Not exact a problem with the stem length. More so with the treaded portion of the stem. The treaded portion will not protrude far enough to screw on the nut. As you can see in the photo above. Schwalbe recommends rims with a maximum of 20mm distance from the rim well to the rim bottom for this reason.


----------



## fanderson (Oct 17, 2005)

MtnScrubb67 said:


> View attachment 1062377
> 
> Not exact a problem with the stem length. More so with the treaded portion of the stem. The treaded portion will not protrude far enough to screw on the nut. As you can see in the photo above. Schwalbe recommends rims with a maximum of 20mm distance from the rim well to the rim bottom for this reason.

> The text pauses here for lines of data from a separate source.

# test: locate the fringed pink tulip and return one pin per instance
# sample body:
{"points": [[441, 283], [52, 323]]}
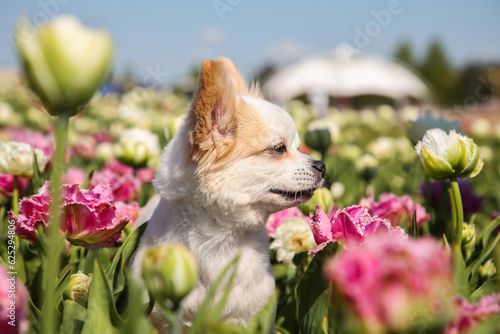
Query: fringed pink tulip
{"points": [[470, 315], [88, 216], [351, 225], [74, 175], [130, 211], [395, 209], [121, 180], [278, 218], [394, 285]]}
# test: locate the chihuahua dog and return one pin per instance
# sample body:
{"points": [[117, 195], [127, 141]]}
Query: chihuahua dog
{"points": [[233, 162]]}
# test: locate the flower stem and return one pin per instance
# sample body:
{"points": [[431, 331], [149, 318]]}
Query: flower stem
{"points": [[453, 215], [15, 196], [459, 211], [52, 270]]}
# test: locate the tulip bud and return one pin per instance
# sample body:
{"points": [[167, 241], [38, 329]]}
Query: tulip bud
{"points": [[468, 233], [322, 197], [445, 155], [17, 159], [367, 166], [170, 272], [64, 62], [104, 152], [487, 270], [78, 288], [137, 147], [319, 140]]}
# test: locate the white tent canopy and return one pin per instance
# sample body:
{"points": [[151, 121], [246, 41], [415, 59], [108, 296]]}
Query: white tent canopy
{"points": [[335, 74]]}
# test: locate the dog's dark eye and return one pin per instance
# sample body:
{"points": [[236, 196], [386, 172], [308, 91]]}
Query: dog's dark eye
{"points": [[280, 148]]}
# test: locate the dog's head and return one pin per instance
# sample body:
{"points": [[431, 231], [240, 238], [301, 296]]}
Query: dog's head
{"points": [[242, 161]]}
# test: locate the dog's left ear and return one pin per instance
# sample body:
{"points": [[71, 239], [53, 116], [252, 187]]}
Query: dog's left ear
{"points": [[240, 85], [212, 119]]}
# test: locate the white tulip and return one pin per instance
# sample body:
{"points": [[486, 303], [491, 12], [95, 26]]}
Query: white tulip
{"points": [[17, 159]]}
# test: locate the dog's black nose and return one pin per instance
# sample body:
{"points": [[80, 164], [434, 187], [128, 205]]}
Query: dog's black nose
{"points": [[320, 166]]}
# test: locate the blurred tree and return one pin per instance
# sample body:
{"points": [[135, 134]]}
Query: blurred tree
{"points": [[440, 75], [404, 53]]}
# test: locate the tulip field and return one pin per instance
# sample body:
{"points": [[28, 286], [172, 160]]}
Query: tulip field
{"points": [[402, 238]]}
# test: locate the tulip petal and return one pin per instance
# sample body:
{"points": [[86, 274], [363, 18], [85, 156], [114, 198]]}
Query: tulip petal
{"points": [[435, 166]]}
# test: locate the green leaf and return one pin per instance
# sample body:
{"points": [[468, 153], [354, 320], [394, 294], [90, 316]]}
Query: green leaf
{"points": [[36, 182], [460, 276], [414, 226], [487, 288], [484, 236], [65, 275], [136, 320], [489, 326], [311, 293], [73, 317], [115, 268], [264, 321], [473, 268], [86, 183], [217, 310], [102, 316], [205, 314]]}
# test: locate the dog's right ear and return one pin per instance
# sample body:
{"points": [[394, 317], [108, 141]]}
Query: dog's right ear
{"points": [[212, 119]]}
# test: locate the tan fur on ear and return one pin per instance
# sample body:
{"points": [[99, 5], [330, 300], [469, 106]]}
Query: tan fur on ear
{"points": [[212, 118], [240, 85]]}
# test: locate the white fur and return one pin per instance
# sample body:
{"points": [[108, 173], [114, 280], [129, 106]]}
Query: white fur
{"points": [[222, 213]]}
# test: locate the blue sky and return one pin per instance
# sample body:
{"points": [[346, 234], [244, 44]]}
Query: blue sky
{"points": [[171, 37]]}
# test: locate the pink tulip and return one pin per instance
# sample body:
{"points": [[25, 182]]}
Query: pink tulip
{"points": [[146, 175], [7, 187], [88, 216], [395, 209], [121, 180], [351, 225], [34, 139], [470, 315], [278, 218], [392, 284], [130, 211], [13, 304]]}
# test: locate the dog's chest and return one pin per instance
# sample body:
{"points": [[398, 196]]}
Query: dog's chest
{"points": [[254, 281]]}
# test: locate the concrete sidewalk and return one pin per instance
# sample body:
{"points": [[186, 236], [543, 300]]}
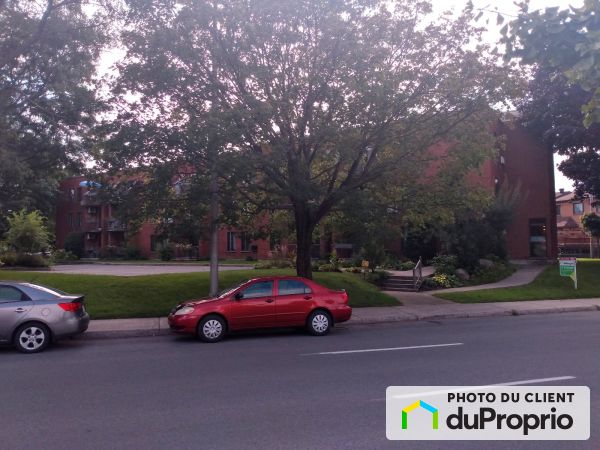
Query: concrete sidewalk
{"points": [[159, 326]]}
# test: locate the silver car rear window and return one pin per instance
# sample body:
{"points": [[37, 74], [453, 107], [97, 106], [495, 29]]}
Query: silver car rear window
{"points": [[37, 292]]}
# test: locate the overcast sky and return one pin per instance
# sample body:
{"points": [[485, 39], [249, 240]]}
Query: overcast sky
{"points": [[506, 7]]}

Man, this is a bummer. Procore seems like a perfect application for these rims to allow for some extra protection when running low pressure. I was about to pull the trigger on a set. Glad this was posted before I did. It really seems like there should be a jerry-riggable solution though.


----------



## ACLakey (Jul 7, 2012)

Great information, I am looking at these wheels myself.


----------



## dgw7000 (Aug 31, 2011)

These are my new LB rims only 27mm wide and 22mm inside, light wheel's are game changers. I also have NOX 32mm wheel set, but I like the light weight of this 1378g set!!


----------



## Wagon650B (Mar 3, 2014)

I wonder if ProCore could work on the LB Asym AM728 and EN728 ?


----------



## Wagon650B (Mar 3, 2014)

Also, I would check with Light Bicycle. Maybe they can custom mold or drill out for Procore? Or suggest to them to tweak their molds and make this a permanent feature. They'd be silly not to.


----------



## FastBanana (Aug 29, 2013)

Porch said:


> Man down...
> 
> View attachment 1054614
> 
> ...


So, what you're saying is, you're a middle weight rider, running 25 psi, bombing down a rocky trail.

Baby heads and big drops to flat are the hardest on rims. 25 psi is very low pressure, even for a heavy casing. (on a rear no less). Im not surprised at all your broke the rim. IMO that's user error. What casing was the tire? EXO?

Just for comparisions, "Brosnan runs 2.3-inch Specialized Butcher tires, presently with the Grid casings set at his DH race pressures of 27psi for the front and 30 to 31 for the rear" at La Thuile EWS. That's on a 30mm rim, Butcher Grid casing.

Thats a good measure of tire pressures mortals can expect to run. Its an EWS race, so the wheels have to last, and its aggressive terrain, on real, usable tires. And, he is no feather weight.

Personally, I run between 28 and 33 psi on Grid casings or heavier. So 650b tires between 850 and 1000 grams. I'm 185 and ride hard. This is what happens at 28 PSI on the front with a Maxxis 2.3 DHF EXO on 30mm rims.

So, you can imagine how hard you hit that rim at 25 on the REAR, even if you didn't feel it through the 6" of rear suspension.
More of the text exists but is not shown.